On Thursday, safe haven buyers continued to boost the gold price, lifting the metal to its highest level in more than two months.
Gold futures in New York for delivery in December, the most active contract, jumped to a high of $1,293.80, up 1% from Wednesday’s settlement price. It was another day of heavy volume with 23m ounces traded by lunchtime. Gold is up 12.3% so far in 2017.
Gold’s rally was sparked by comments from US President Trump who said in response to reports North Korea has developed miniaturized warheads, that further threats from the country would be met with “fire and fury like the world has never seen.” The totalitarian state then threatened to fire ballistic missiles towards a US military base on the island of Guam west of the Philippines.
Gold bulls also received support from the world’s largest hedge fund – Bridgewater Associates – advising clients to invest 5% to 10% of their assets in gold. Business Insider quoted from the note written Wednesday by the founder of the $160 billion fund Ray Dalio and staffers Bob Elliott, Steven Kryger and Neil Hannan:
Most immediately, during the calm of the August vacation season, we are seeing 1) two confrontational, nationalistic and militaristic leaders playing chicken with each other, while the world is watching to see which one will be caught bluffing, or if there will be a hellacious war, and 2) the odds of Congress failing to raise the debt ceiling (leading to a technical default, a temporary government shutdown, and increased loss of faith in the effectiveness of our political system) rising. It’s hard to bet on such things one way or another, so the best that one can do is be neutral to such possibilities.

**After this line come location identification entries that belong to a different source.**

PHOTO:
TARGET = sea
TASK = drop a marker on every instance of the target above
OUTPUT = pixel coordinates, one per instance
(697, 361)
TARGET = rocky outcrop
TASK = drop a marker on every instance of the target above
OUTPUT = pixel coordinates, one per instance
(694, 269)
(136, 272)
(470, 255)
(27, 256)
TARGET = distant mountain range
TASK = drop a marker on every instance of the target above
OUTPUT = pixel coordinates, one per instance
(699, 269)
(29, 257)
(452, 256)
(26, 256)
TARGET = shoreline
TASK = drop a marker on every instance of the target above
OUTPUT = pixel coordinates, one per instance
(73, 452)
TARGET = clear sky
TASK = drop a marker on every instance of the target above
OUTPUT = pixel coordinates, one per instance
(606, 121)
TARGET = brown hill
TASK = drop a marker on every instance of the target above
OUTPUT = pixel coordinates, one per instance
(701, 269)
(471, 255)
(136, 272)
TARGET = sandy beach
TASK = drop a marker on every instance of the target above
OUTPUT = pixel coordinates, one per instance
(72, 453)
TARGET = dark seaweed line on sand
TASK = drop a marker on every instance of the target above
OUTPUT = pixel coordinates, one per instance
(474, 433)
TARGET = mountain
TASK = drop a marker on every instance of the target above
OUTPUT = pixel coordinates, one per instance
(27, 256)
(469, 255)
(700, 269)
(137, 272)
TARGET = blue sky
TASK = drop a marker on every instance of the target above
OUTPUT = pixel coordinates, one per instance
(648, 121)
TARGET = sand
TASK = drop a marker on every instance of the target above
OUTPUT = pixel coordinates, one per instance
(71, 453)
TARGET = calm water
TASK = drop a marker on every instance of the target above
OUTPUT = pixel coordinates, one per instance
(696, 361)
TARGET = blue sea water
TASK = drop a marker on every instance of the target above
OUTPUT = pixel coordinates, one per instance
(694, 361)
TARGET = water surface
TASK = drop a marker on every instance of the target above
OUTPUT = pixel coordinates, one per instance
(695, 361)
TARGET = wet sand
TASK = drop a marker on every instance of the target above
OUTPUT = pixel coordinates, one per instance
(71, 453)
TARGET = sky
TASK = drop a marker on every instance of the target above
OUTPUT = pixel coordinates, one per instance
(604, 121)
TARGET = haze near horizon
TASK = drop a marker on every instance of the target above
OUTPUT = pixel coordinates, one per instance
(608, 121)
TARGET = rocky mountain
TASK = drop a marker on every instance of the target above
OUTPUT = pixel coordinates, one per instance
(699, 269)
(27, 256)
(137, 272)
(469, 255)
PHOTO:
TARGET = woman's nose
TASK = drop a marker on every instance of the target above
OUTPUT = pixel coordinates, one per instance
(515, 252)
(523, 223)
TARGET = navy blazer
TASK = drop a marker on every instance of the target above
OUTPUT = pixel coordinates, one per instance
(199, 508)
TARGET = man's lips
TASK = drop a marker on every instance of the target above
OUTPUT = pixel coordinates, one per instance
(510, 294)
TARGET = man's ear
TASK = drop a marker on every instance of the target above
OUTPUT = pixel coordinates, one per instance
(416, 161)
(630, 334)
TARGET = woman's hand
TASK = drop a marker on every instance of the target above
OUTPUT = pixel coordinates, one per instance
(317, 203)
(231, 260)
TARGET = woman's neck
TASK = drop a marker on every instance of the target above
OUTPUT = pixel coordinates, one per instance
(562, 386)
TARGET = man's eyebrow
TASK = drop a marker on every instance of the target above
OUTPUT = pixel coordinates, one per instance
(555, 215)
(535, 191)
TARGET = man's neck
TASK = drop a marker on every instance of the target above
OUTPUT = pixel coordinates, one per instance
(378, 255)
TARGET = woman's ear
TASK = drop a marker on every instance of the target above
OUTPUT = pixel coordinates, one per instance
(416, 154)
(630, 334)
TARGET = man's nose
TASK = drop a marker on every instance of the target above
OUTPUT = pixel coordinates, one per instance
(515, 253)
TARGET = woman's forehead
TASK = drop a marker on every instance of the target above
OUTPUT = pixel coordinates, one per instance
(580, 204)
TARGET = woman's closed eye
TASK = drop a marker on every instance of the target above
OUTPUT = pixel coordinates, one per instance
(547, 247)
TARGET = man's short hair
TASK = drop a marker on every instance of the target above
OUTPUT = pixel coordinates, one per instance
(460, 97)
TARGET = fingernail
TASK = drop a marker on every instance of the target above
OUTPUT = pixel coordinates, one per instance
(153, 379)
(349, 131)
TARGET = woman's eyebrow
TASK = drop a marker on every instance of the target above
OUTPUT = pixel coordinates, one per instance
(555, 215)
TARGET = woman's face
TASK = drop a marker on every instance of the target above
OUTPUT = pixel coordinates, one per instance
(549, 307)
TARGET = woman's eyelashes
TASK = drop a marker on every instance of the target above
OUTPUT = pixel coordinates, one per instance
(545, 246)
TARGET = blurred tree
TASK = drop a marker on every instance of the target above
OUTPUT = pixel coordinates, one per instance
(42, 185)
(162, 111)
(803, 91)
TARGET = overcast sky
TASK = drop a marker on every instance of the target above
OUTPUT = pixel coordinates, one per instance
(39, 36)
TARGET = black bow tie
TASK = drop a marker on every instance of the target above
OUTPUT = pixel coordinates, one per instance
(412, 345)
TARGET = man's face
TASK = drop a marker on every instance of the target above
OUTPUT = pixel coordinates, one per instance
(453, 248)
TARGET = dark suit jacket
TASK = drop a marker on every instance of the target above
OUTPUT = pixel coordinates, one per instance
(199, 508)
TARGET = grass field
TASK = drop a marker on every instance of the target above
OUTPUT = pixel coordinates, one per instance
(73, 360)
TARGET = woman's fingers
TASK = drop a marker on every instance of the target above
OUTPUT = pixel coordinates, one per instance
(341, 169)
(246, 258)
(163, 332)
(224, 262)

When it comes to assessing political matters (especially global geopolitics like the North Korea matter), we are very humble. We know that we don’t have a unique insight that we’d choose to bet on …We can also say that if the above things go badly, it would seem that gold (more than other safe haven assets like the dollar, yen and treasuries) would benefit, so if you don’t have 5-10% of your assets in gold as a hedge, we’d suggest you relook at this. Don’t let traditional biases, rather than an excellent analysis, stand in the way of you doing this (and if you do have an excellent analysis of why you shouldn’t have such an allocation to gold, we’d appreciate you sharing it with us.)